Are all three gates and the independent cell state in LSTM truly necessary? Can a simpler structure achieve similar results?

The Core Idea Behind GRU

Cho et al. (2014) proposed GRU in the paper "Learning Phrase Representations using RNN Encoder-Decoder for Statistical Machine Translation", with the following key simplifications:

  1. Merge the forget gate and input gate into a single Update Gate \(z_t\): Use \(z_t\) to simultaneously control "how much old information to forget" and "how much new information to accept" in a complementary fashion (one control variable governs two things)
  2. Remove the independent cell state: Keep only the hidden state \(h_t\), letting it serve directly as the information carrier
  3. Introduce a Reset Gate \(r_t\): Controls how much historical information is referenced when generating the candidate hidden state

Result: 2 gates + 1 state, approximately 25% fewer parameters than LSTM, faster training, and comparable performance.
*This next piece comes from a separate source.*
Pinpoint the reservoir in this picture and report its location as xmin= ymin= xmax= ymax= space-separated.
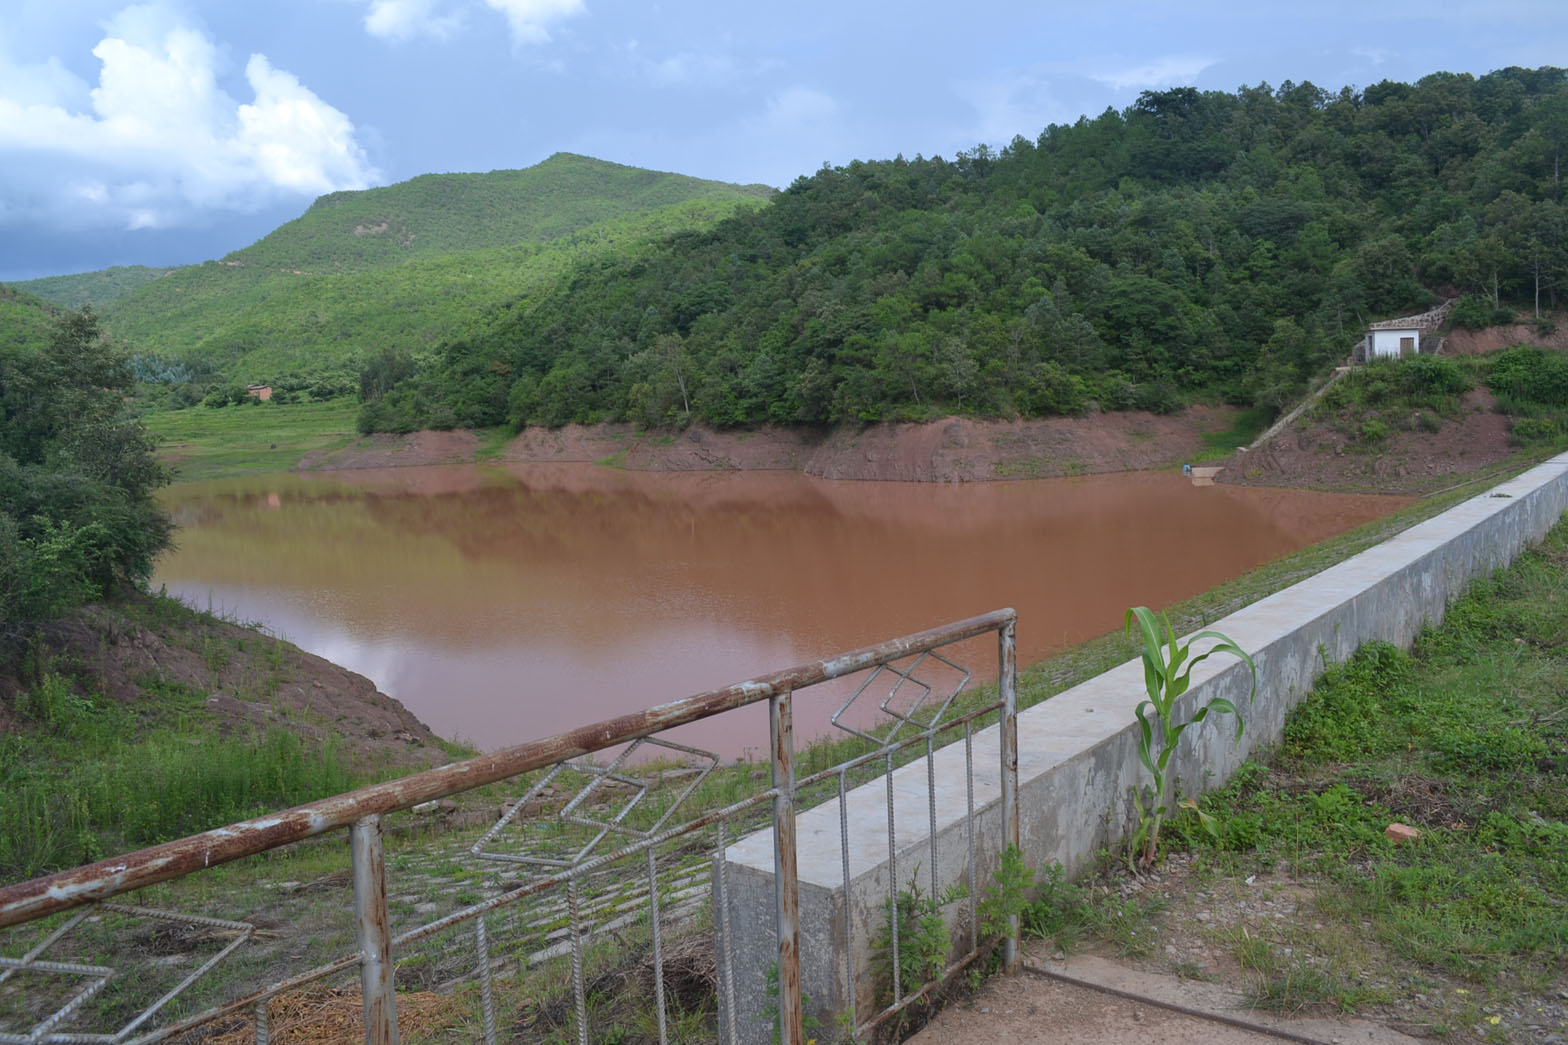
xmin=153 ymin=464 xmax=1410 ymax=754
GRU Architecture in Detail

Overall Structure Diagram

            ┌─────────────────────────────────────────────────┐
            │                   GRU Cell                       │
            │                                                  │
  h_{t-1} ──┼──┬──────────────────┬───────────────┐            │
            │  │                  │               │            │
  x_t ──────┼──┤                  │               │            │
            │  │                  │               │            │
            │  ▼                  ▼               │            │
            │ ┌──────┐      ┌──────┐              │            │
            │ │Reset │      │Update│              │            │
            │ │ Gate │      │ Gate │              │            │
            │ │ r_t  │      │ z_t  │              │            │
            │ │  σ   │      │  σ   │              │            │
            │ └──┬───┘      └──┬───┘              │            │
            │    │             │                  │            │
            │    ▼             │                  │            │
            │  r_t ⊙ h_{t-1}  │                  │            │
            │    │             │                  │            │
            │    ▼             │                  │            │
            │ ┌────────┐      │                  │            │
            │ │Candidate│     │                  │            │
            │ │  h~_t   │     │                  │            │
            │ │  tanh   │     │                  │            │
            │ └───┬────┘      │                  │            │
            │     │           │                  │            │
            │     │           ▼                  ▼            │
            │     │     (1 - z_t) ⊙ h_{t-1} + z_t ⊙ h~_t    │
            │     │           │                               │
            │     │           ▼                               │
            │     │         h_t ──────────────────────────────┼──→ h_t
            │     │                                           │
            └─────┼───────────────────────────────────────────┘
                  │

The most significant difference from LSTM: there is no independent cell state \(C_t\) — only a single hidden state \(h_t\) that handles all responsibilities.

The Two Gates

Reset Gate

\[ r_t = \sigma(W_r \cdot [h_{t-1}, x_t] + b_r) \]
  • Output range: \((0, 1)\), applied element-wise
  • Role: Determines how much historical information to "ignore" when generating the candidate hidden state
  • \(r_t \approx 1\): Fully preserve historical information (the candidate state references the complete \(h_{t-1}\))
  • \(r_t \approx 0\): Ignore historical information (the candidate state is determined almost entirely by the current input \(x_t\))

Intuitive Understanding

The reset gate allows GRU to "forget" irrelevant history. For example, when processing text, upon encountering a period that starts a new sentence, the reset gate can output values close to 0, letting the model "start fresh" without interference from the previous sentence.

Update Gate

\[ z_t = \sigma(W_z \cdot [h_{t-1}, x_t] + b_z) \]
  • Output range: \((0, 1)\), applied element-wise
  • Role: Determines the balance of "how much old state to keep vs. how much new state to accept" in the final hidden state
  • \(z_t \approx 1\): Almost entirely adopt the candidate new state (accept new information)
  • \(z_t \approx 0\): Almost entirely preserve the old state (keep memory unchanged)

Note on Sign Convention

The meaning of \(z_t\) may be reversed in different references. In this document, the convention is: the larger \(z_t\) is, the more the model favors the new candidate state. Some references define \(z_t\) large as retaining the old state. Pay attention to this distinction when reading papers.

Candidate Hidden State

\[ \tilde{h}_t = \tanh(W_h \cdot [r_t \odot h_{t-1}, x_t] + b_h) \]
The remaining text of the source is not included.